Live wires How important are Russia's intercepted military talks?
The Guardian Weekly|March 08, 2024
An extraordinary leak of an online call involving Germany's air force chief and three subordinates emerged last Friday, in which they discussed whether it might be possible to persuade a reluctant chancellor Olaf Scholz to approve giving the long-range Taurus missile to Ukraine, and whether the munition could blow up the strategic Kerch Bridge that connects Russia to occupied Crimea.
Dan Sabbagh
Live wires How important are Russia's intercepted military talks?

How did the leak get into the public domain? 

The 38-minute recording was gleefully released on social media by Kremlin propagandist Margarita Simonyan, the editor-in-chief of TV network RT. A day later she offered to help Scholz get to the bottom of the leak, after he announced an inquiry to find out how a recording of the top-secret conversation, accepted by Berlin to be genuine, had entered the public domain.

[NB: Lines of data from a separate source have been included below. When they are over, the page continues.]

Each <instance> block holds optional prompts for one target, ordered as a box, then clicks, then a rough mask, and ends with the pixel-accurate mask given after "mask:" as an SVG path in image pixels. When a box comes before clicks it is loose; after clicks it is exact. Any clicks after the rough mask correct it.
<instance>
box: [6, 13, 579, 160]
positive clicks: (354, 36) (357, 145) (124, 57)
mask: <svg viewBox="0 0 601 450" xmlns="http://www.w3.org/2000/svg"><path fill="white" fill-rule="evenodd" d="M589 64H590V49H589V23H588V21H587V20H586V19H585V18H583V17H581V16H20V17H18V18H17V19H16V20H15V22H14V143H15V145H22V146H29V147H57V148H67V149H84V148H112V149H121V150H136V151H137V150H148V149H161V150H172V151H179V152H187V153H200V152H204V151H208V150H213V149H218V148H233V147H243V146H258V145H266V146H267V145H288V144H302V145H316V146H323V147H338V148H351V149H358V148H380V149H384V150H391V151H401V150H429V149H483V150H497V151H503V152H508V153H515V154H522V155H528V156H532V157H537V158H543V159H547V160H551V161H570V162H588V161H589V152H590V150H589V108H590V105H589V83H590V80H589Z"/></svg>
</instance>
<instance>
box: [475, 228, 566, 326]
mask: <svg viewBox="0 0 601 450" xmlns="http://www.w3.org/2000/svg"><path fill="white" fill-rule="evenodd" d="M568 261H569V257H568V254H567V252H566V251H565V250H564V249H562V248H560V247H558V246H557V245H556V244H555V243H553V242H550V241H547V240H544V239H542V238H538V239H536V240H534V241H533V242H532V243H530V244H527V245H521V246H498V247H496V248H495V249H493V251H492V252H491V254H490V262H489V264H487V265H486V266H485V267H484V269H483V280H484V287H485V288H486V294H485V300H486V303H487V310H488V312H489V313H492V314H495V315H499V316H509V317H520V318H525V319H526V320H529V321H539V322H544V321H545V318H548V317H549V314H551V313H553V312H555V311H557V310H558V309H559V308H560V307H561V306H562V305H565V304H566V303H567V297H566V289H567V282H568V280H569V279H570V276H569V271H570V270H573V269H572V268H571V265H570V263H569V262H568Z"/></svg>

The overt nature of the leak represents a departure from Moscow's previous information operations, where hacked information has passed through non-Russian intermediaries such as WikiLeaks or is dumped online. Significantly, it comes at a time of growing focus on Scholz's continuing refusal to give Taurus to Ukraine, a missile with an operational range of around 480km compared with Kyiv's most effective long range missile, the FrancoBritish Scalp/Storm Shadow, with a range of half that.